One of the most iconic textile designers, Jack Lenor Larsen, passed away just before Christmas. Ninety-three years old at his passing, Larsen’s work, career and contribution in the world of textiles is legendary and will influence generations of designers to come. He was one of the world’s foremost advocates of traditional and contemporary crafts.
In an interview earlier this year with Dennis Scully, host of Business of Home podcast, Larsen shared that as a young student he studied interior architecture with a great teacher, but couldn’t draw very well. He went on to discover, however, that he was quite good at weaving, then deepened that understanding and skills at the Cranbrook Academy of Art in Bloomfield Hills, Michigan before moving to New York.
So began an inimitable career as a textile designer, author and avid promoter of traditional and contemporary craftsmanship. Though Larsen started as a weaver, the global company he went on to create became known for much more than woven fabrics. It started working in printed fabric, leather and furnishings.

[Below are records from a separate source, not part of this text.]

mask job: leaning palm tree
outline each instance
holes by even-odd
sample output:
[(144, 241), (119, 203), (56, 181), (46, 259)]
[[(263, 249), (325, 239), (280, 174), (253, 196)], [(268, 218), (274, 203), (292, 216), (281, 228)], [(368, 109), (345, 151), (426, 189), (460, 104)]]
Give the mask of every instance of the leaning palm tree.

Larsen’s was one of only two design houses to have been the subject of an exhibition at the Palais du Louvre in 1981 when the museum hosted a one-man retrospective of his works. His textile exhibits are part of the permanent collections at the Museum of Modern Art in New York, Art Institute of Chicago, Musee des Arts Decoratifs at the Louvre in Paris and the Victoria and Albert Museum in London. His works are preserved in the collections of major museums around the world. He co-authored a host of books on fabrics, but it’s Jack Lenor Larsen: A Weaver’s Memoir (1998) that tops our list of must-read books in the coming year as we reflect on his contributions.